The Potash Industry Today At one point in time, if you wanted to find your own potash deposit all you had to do was set up your drill rig almost anywhere in southwestern Saskatchewan (think Regina and Saskatoon) and bore down vertically into the underlying sediments. Chances were, you’d hit some potash in your drill cuttings, and if the potash was thick enough and of good quality, you’d be in business. Then all you had to do was find a buyer, set up a contract to sell the buyer your potash, and voila, you were rich. It was almost that easy. With 75 billion tonnes of potash reserves, Saskatchewan currently possesses 50% of the world’s known reserves of this important commodity. However, if you want to jump on the potash gravy train now, you’d better hurry, because the land is getting all staked up. There are other people who already have their mines in production, prospectors who got rich when the market was up. As I write in May 2014, the market is down from its amazing high of $1,150 a tonne in 2008, to just above $300 a tonne. The market could certainly rebound some time in the not-too-distant future, as the commodity’s reduced value right now is largely a result of the actions of major players on the global market. In July 2013, a Russian company called Uralkali, the world’s biggest potash producer, pulled out of the Belarusian Potash Company (BPC). BPC, a business partnership between Uralkali and Belaruskali, the Belarusian state-owned potash company, had a huge influence on the global market, controlling nearly half of global exports. When Uralkali left the BPC partnership, it announced plans to boost output and increase market share. This caused widespread concern that Uralkali would flood the potash market with their product. The result was a drastic price drop around the world. In December 2013, Potash Corporation of Saskatchewan Inc, Canada’s largest potash producer, announced that it was cutting its workforce by 18 per cent, including more than 1,000 Saskatchewan employees. This was a painful reminder of how changes in the global potash industry impact the Saskatchewan economy—for better or for worse.

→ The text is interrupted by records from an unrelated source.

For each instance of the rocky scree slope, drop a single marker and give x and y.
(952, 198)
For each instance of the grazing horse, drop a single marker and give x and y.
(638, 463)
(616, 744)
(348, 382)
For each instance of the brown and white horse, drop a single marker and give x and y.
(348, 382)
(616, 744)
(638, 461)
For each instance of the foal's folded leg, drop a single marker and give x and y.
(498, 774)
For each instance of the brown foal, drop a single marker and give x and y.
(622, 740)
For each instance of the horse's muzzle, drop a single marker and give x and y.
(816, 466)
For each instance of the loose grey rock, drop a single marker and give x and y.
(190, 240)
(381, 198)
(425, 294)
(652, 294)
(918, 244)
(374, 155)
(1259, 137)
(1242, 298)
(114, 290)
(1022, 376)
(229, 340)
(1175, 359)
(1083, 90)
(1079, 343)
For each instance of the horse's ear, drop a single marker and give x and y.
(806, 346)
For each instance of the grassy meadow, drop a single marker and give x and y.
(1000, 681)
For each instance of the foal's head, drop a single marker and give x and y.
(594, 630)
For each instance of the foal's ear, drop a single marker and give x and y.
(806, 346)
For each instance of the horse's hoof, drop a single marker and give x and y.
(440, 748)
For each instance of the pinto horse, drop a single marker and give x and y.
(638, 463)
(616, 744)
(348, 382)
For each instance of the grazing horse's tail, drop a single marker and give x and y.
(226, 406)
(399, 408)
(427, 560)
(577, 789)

Saskatchewan’s Potash Deposits Saskatchewan is the second largest potash producer in the world, with 10 mines in operation today. Saskatchewan’s vast potash deposit lies deep below the surface. According to the Saskatchewan Mining Association, the deposit lies diagonally across the southern plains of Saskatchewan, gently sloping southerly from a 1,000 metre depth along a northwest line through Rocanville, Esterhazy and Saskatoon to more than a 1,600 metre depth at Belle Plaine. In northeastern Montana and North Dakota, potash deposits reach depths of up to 3,000 metres. Some potash extraction in Saskatchewan is by underground mining at depths between 1,000 to 3,000 metres and some production is by solution mining. In 1996, Sylvite (potash) was proclaimed Saskatchewan’s Mineral Emblem.
The Business of Prairie Gold In 2013, global potash demand was at approximately 53 million metric tons (Kiril Mugerman, March 2014 interview, Resource Investing News). The potash business consists of eight main producers in several countries around the world. Yearly production is around 30 million tonnes. In 2008, Canada made up 35 per cent of the global potash capacity. Saskatchewan’s production of minerals is in the many billions of dollars, largely due to potash. From 2003 to 2012, mining contributed $71 billion to Canadian governments from taxes, royalties and income taxes (corporate and personal).